Fig. 34A-34C are schematic diagrams of various examples of dividing a 2 x 6 subpixel array into multiple subpixel groups in the data direction according to various embodiments. In fig. 34A, a 2×6 sub-pixel array is uniformly divided into two sub-pixel groups in the data direction. The first group of sub-pixels comprises half of the 2 x 6 sub-pixels, i.e. sub-pixels in the first, third and fifth columns, and the second group of sub-pixels comprises the other half of the 2 x 6 sub-pixels, i.e. sub-pixels in the second, fourth and sixth columns. In fig. 34B, the 2×6 sub-pixel array is uniformly divided into three sub-pixel groups in the data direction. The first group of sub-pixels comprises one third of the 2 x 6 sub-pixels, i.e. the sub-pixels in the first and fourth columns, the second group of sub-pixels comprises one third of the 2 x 6 sub-pixels, i.e. the sub-pixels in the second and fifth columns, and the third group of sub-pixels comprises the remaining one third of the 2 x 6 sub-pixels, i.e. the sub-pixels in the third and sixth columns. In fig. 34C, the 2×6 sub-pixel array is uniformly divided into six sub-pixel groups in the data direction. The first group of sub-pixels comprises one sixth of the 2 x 6 sub-pixels, i.e. the sub-pixels in the first column, the second group of sub-pixels comprises one sixth of the 2 x 6 sub-pixels, i.e. the sub-pixels in the second column, the third group of sub-pixels comprises one sixth of the 2 x 6 sub-pixels, i.e. the sub-pixels in the third column, the fourth group of sub-pixels comprises one sixth of the 2 x 6 sub-pixels, i.e. the sub-pixels in the fourth column, the fifth group of sub-pixels comprises one sixth of the 2 x 6 sub-pixels, i.e. the sub-pixels in the fifth column, and the sixth group of sub-pixels comprises one sixth of the remaining 2 x 6 sub-pixels, i.e. the sub-pixels in the sixth column. The pixel circuits and drivers described above with reference to fig. 11-32 may also be applied to the data direction division examples in fig. 34A-34C. As described above, for data direction division, since a plurality of sub-pixels share the same data line, the total number of data lines and the scan/charge period are reduced as compared to known solutions, and depend on the number of sub-frames (sub-pixel groups) and the number of sub-pixels forming a single pixel (e.g., a specific sub-pixel arrangement).

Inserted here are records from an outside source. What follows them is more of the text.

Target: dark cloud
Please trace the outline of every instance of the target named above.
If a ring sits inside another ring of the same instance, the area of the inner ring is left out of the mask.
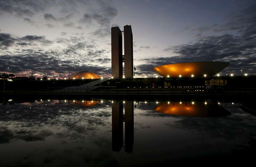
[[[19,45],[21,45],[23,46],[30,45],[31,44],[28,43],[26,43],[26,42],[21,42],[20,43],[17,43],[16,44]]]
[[[37,35],[26,35],[21,38],[21,39],[27,40],[41,40],[45,39],[45,37],[43,36]]]
[[[54,25],[53,25],[51,24],[45,24],[45,25],[48,28],[53,28],[55,26]]]
[[[4,49],[15,43],[15,39],[8,34],[0,33],[0,48]]]
[[[65,27],[73,27],[75,25],[75,24],[72,22],[69,22],[67,23],[63,24],[63,26]]]
[[[139,47],[138,50],[139,51],[142,51],[144,49],[150,49],[150,47],[148,46],[141,46]]]
[[[92,17],[90,14],[89,13],[85,13],[82,19],[81,19],[80,21],[82,22],[90,23],[92,21]]]
[[[92,14],[85,13],[80,21],[81,22],[90,23],[94,21],[102,26],[109,27],[110,26],[111,21],[117,15],[117,10],[112,7],[107,6],[103,1],[99,2],[102,8],[100,12]]]
[[[91,63],[109,63],[109,59],[101,59],[101,58],[106,56],[107,51],[97,49],[95,45],[83,41],[82,39],[75,37],[71,37],[69,39],[60,38],[56,42],[68,45],[66,48],[45,51],[38,48],[36,44],[39,43],[43,45],[50,45],[53,42],[46,39],[43,36],[28,35],[16,38],[8,34],[0,33],[1,48],[7,49],[14,45],[17,48],[15,54],[9,54],[9,52],[2,53],[0,61],[11,66],[12,72],[19,75],[26,76],[28,74],[24,71],[28,71],[29,67],[34,64],[36,64],[33,68],[35,73],[47,73],[49,76],[57,73],[61,77],[85,70],[94,71],[99,74],[109,74],[111,69]],[[73,44],[70,44],[72,43]],[[21,46],[22,47],[20,47]],[[84,51],[83,53],[80,53],[80,50]],[[72,58],[72,60],[63,58],[67,55]],[[84,57],[86,57],[86,65],[83,59],[81,59]]]
[[[61,32],[61,35],[65,35],[67,34],[67,33],[66,32]]]
[[[29,9],[22,9],[17,6],[9,5],[8,3],[0,3],[0,11],[12,14],[18,17],[23,16],[31,17],[34,15],[33,13]]]
[[[97,59],[97,61],[100,63],[105,63],[111,62],[111,59],[108,58],[103,59],[100,58]]]
[[[46,13],[44,15],[44,18],[46,20],[52,20],[53,21],[57,21],[57,19],[53,16],[51,14]]]

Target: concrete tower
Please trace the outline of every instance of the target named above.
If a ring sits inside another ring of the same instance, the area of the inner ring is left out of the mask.
[[[111,27],[112,76],[121,78],[123,76],[123,50],[122,32],[118,27]]]
[[[124,26],[124,76],[133,77],[133,47],[131,26]]]

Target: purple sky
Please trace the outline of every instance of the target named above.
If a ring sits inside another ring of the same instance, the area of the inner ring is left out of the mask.
[[[111,27],[131,25],[136,76],[154,66],[224,61],[221,74],[256,74],[256,2],[249,0],[0,0],[7,73],[109,76]],[[242,72],[241,70],[242,70]]]

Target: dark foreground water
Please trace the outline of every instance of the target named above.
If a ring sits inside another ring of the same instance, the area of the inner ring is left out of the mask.
[[[237,102],[7,102],[0,111],[1,167],[205,166],[255,161],[256,116]]]

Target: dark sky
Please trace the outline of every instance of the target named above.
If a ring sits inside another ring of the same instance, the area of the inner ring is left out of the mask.
[[[231,65],[222,75],[256,74],[256,2],[0,0],[0,71],[62,77],[111,75],[111,27],[131,25],[137,77],[164,64]],[[243,71],[241,72],[241,70]]]

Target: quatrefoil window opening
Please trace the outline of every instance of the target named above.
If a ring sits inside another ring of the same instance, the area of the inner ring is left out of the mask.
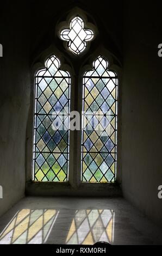
[[[64,29],[60,33],[61,39],[68,41],[68,48],[77,55],[85,49],[86,41],[91,40],[94,35],[92,31],[84,29],[84,22],[78,16],[71,21],[70,29]]]

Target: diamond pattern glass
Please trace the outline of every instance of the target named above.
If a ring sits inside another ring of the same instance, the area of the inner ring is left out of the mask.
[[[85,49],[86,41],[90,41],[93,37],[93,32],[90,29],[84,29],[84,21],[78,16],[71,21],[70,29],[64,29],[60,33],[61,39],[68,41],[68,47],[77,55]]]
[[[114,182],[116,162],[117,77],[99,56],[83,77],[82,181]]]
[[[52,56],[35,76],[34,180],[67,181],[71,78]]]

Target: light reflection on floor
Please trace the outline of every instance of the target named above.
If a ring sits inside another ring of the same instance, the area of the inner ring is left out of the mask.
[[[67,221],[63,222],[63,229],[58,231],[58,228],[55,229],[55,226],[61,215],[61,211],[58,210],[21,210],[0,234],[0,243],[48,243],[52,231],[53,243],[55,241],[59,242],[56,239],[59,231],[66,234],[65,236],[64,234],[66,237],[64,243],[91,245],[99,241],[113,243],[114,211],[74,210],[72,216],[71,213],[68,215],[71,218],[70,224]]]

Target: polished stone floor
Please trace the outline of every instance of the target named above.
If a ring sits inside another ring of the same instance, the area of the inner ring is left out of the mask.
[[[26,197],[0,218],[0,243],[162,245],[162,230],[123,198]]]

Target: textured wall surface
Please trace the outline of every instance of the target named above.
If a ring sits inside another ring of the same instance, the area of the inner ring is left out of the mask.
[[[158,5],[128,2],[122,85],[122,189],[125,197],[162,224],[162,42]],[[136,15],[138,14],[138,16]]]
[[[24,193],[29,66],[55,40],[58,19],[62,17],[64,20],[66,12],[77,3],[96,20],[104,47],[123,60],[124,196],[150,218],[162,223],[162,201],[157,197],[158,186],[162,185],[162,58],[157,54],[158,45],[162,43],[161,8],[156,2],[142,6],[140,1],[123,2],[123,9],[122,1],[118,5],[102,1],[97,8],[91,0],[23,1],[17,5],[5,1],[2,5],[0,185],[3,187],[4,199],[0,201],[0,214]],[[65,53],[59,40],[54,42]],[[95,40],[91,47],[95,48]]]
[[[24,8],[25,7],[24,6]],[[0,31],[0,215],[24,196],[25,144],[30,80],[27,9],[2,7]],[[2,11],[3,10],[3,11]]]

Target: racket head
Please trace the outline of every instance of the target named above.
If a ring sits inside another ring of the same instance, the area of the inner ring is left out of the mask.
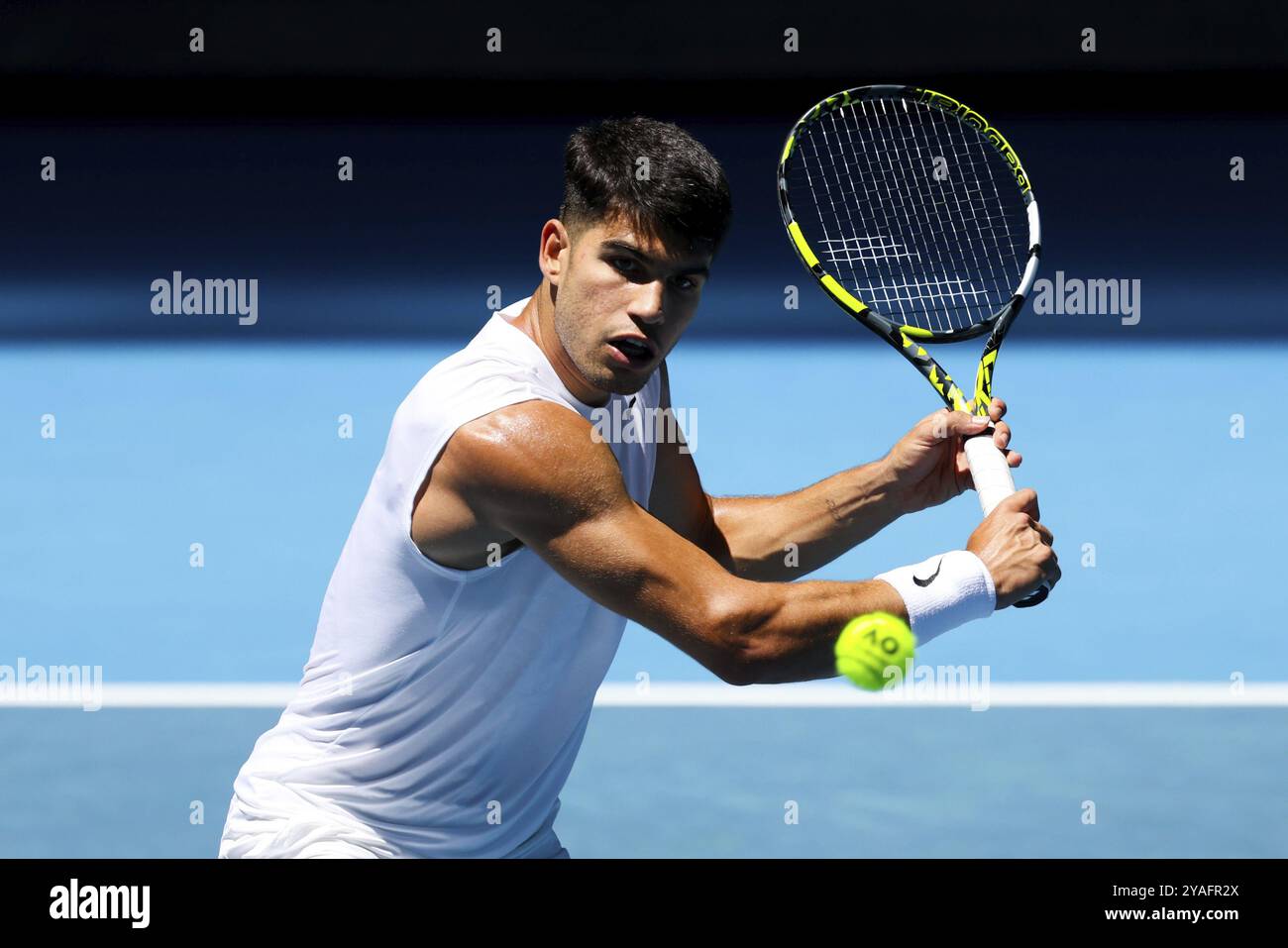
[[[802,263],[896,348],[992,332],[1037,277],[1041,223],[1019,156],[957,99],[905,85],[829,95],[792,128],[778,200]]]

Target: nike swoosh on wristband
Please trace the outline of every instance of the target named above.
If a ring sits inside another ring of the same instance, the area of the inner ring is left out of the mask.
[[[939,571],[944,567],[944,558],[939,558],[939,563],[935,564],[935,572],[933,572],[927,578],[922,580],[920,576],[913,576],[912,581],[918,586],[929,586],[939,576]]]

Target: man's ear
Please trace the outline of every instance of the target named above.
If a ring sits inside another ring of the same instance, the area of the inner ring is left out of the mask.
[[[537,265],[553,285],[559,285],[559,277],[567,268],[568,254],[572,252],[572,238],[568,228],[558,218],[551,218],[541,228],[541,249]]]

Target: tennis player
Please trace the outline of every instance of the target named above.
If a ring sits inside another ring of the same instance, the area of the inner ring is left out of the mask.
[[[679,128],[630,118],[578,129],[564,173],[533,295],[394,415],[220,857],[564,857],[559,792],[626,620],[728,683],[801,681],[836,674],[860,613],[905,617],[925,643],[1059,580],[1020,491],[962,549],[796,582],[970,487],[961,439],[987,422],[939,411],[811,487],[708,496],[683,435],[640,433],[671,406],[666,357],[729,222],[724,171]],[[1002,448],[1005,411],[989,410]],[[638,424],[605,438],[614,412]]]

Fig. 35 is a schematic diagram of an example of dividing a display frame into four subframes in the scan and data directions according to an embodiment. In this example, in the scan and data directions, the display frame 3500 having a resolution of 6×4 pixels is uniformly divided into a first subframe 3502, a second subframe 3504, a third subframe 3506, and a fourth subframe 3508. Each sub-frame period is a quarter of a frame period. In this example, each pixel 3510, 3512 is comprised of two adjacent subpixels in the same row (e.g., R and G subpixels or G and B subpixels), each subpixel being a light emitting element. That is, the 6×8 sub-pixel array is divided into four groups of sub-pixels in the scanning and data directions. The first group of sub-pixels comprises one quarter of the 6 x 8 sub-pixels, i.e. all red sub-pixels, the second group of sub-pixels comprises one quarter of the 6 x 8 sub-pixels, i.e. half of all green sub-pixels, the third group of sub-pixels comprises one quarter of the 6 x 8 sub-pixels, i.e. half of all green sub-pixels, and the fourth group of sub-pixels comprises one quarter of the 6 x 8 sub-pixels, i.e. all blue sub-pixels. Taking the first column of pixels on display frame 3500 as shown in fig. 36 for example, the 6 x 2 array of subpixels is divided into four subpixel groups in the scan and data directions.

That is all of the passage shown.